The problem with ‘peer-review’ and the IPCC
The problem is that we now know — the overbearing drivel about peer-reviewed scientific journals forming the basis for the IPCC — is simply not true. A basic quality assurance of scientific claims provided by peer review—just did not exist for a significant chunk of the IPCC’s material.
Bibliometric analysis of the third assessment report by Andreas Bjustrom showed the following:
IPCC TAR consists of 14,000 references, of which 62 % are journal references (see Table 1).
Which means 38% of the references are from the non-peer-reviewed ‘grey literature’ category. The situation is the exact opposite of the claims
Things are no different with the version released in 2007. A project led by Donna Laframboise, analysing of the IPCC fourth assessement report showed the following:
5,587 references in the IPCC report were not peer-reviewed. Among these documents are press releases, newspaper and magazine articles, discussion papers, MA and PhD theses, working papers, and advocacy literature published by environmental groups.

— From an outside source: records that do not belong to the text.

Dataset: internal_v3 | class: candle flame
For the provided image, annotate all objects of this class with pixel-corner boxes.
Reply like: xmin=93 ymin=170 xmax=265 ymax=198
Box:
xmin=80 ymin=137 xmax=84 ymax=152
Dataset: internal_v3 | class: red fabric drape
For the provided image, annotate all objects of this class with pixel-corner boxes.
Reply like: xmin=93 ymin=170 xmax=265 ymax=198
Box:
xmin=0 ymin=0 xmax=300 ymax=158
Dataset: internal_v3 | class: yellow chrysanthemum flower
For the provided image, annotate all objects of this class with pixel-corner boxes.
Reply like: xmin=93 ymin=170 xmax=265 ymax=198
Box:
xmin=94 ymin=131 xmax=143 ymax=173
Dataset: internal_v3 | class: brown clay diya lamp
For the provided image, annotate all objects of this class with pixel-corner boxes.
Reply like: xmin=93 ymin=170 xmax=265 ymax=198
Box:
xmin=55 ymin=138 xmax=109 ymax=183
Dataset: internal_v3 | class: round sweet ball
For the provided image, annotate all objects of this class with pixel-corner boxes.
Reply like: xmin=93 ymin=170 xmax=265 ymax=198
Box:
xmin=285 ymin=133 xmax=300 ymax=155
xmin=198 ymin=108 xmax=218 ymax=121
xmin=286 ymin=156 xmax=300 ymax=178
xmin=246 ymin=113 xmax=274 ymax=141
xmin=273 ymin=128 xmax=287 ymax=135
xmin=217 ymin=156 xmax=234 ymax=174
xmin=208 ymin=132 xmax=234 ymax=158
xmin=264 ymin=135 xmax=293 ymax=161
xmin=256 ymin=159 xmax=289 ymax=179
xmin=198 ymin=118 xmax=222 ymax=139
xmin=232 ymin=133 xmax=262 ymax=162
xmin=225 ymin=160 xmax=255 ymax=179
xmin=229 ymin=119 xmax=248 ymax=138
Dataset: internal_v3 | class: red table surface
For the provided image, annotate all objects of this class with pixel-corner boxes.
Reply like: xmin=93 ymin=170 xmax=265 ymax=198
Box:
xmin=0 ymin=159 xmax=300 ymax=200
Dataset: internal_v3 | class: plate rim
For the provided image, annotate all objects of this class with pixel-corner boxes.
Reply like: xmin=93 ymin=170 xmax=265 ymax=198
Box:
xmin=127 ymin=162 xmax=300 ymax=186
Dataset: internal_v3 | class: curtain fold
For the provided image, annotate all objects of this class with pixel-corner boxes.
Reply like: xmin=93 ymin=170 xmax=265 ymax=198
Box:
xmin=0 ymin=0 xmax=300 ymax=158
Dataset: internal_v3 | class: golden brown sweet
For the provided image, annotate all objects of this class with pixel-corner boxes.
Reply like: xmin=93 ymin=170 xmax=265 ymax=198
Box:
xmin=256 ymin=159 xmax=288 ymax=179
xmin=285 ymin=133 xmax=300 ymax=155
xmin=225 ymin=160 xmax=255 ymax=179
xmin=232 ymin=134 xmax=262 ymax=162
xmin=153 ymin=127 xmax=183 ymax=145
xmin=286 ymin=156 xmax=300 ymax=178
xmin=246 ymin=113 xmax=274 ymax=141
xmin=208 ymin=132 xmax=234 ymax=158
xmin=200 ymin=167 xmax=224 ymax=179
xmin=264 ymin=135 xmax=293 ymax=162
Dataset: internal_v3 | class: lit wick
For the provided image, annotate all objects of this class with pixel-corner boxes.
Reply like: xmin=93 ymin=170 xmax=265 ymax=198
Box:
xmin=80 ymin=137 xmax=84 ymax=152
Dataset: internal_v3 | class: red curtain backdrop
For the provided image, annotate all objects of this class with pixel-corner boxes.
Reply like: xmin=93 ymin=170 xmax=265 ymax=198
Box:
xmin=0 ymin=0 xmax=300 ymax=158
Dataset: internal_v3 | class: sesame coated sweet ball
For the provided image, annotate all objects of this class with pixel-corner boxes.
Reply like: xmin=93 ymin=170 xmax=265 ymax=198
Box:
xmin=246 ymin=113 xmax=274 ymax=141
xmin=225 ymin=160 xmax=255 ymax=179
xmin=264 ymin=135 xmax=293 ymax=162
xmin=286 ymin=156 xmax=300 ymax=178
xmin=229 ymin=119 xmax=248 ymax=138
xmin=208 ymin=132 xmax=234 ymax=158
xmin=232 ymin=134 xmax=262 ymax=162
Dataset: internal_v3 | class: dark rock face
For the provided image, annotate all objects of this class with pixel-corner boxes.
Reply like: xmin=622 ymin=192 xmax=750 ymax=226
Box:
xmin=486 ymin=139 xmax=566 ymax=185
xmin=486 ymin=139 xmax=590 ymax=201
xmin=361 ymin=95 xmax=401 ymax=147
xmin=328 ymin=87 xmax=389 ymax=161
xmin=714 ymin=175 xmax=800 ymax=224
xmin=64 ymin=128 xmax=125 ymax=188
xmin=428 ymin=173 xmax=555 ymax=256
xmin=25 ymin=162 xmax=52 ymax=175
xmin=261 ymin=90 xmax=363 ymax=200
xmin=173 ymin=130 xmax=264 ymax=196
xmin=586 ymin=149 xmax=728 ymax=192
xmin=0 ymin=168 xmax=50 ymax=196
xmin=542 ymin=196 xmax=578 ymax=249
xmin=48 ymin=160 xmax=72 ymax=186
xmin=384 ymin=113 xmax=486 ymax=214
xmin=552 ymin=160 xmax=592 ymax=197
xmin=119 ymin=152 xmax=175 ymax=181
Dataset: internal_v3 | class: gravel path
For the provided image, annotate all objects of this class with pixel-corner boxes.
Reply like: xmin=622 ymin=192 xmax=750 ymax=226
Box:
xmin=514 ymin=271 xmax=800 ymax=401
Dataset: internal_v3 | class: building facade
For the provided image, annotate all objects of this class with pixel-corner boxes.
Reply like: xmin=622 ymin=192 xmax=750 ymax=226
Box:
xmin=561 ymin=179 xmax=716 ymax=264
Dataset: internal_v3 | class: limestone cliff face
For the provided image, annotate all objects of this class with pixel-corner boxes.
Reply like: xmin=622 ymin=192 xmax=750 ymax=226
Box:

What was more—in 21 out of 44 chapters in the IPCC report, 40% or more of the references cited were not peer-reviewed.
The picture gets worse the closer one looks. Only 39% of the references cited in the entire chapter on Latin America which contained the notorious Amazongate WWF quote, are from the scientific peer-reviewed literature.
What do we make of this?
The inference is quite clear – the IPCC, working as it were, in areas with sketchy and threadbare primary research, has served a vehicle and a trojan horse for non-substantive, potentially exaggerated claims originating in scientifically dubious publications to queue-jump and attain institutional status. This of course is nothing more than judgement one reaches, applying the same standard the IPCC boasted it had attained, on its own material.
A focused examination reveals a bit more about the specific nature of material employed by the IPCC which contained most of its ‘erroneous’ exaggerated conclusions – Glaciergate, Amazongate, Africagate and so forth.
All these errors arose from material sourced from one specific type of grey literature – environmental pressure group literature.
One can perhaps look the other way as the IPCC employs government report-derived data or quotes newspaper articles to refer to specific events.
But what excuse can the IPCC offer to sourcing scientific material from reports of organizations whose stated missions is to enhance public perception of risk and danger from specific environmental issues?
A bizarre situation
There can be none, but yet there is a great reluctance from the IPCC to give up its addiction to such sources.
For instance, after taking quite the beating over the IPCC sourcing material from World Wildlife Fund (WWF) reports, RK Pachauri said in May,
“The media and several other people have completely misunderstood the need for using non-peer-reviewed literature. The loose term that is used is ‘grey literature’ as though it was some form of grey muddied water flowing down the drains,”
“But I’d like to highlight what non-peer-reviewed literature constitutes: reports from the reports from the International Energy Agency, the OECD, the UN Food and Agriculture Organization, the World Bank, the Asian Development Bank… and some NGOs – there are some highly prestigious NGOS that are doing detailed academic work, and you cannot ignore this.”
Reports by non-governmental organizations like the WWF can be used (as in the Himalaya glacier and Amazon forest cases) but any information from them needs to be carefully checked (this guideline was not followed in the former case).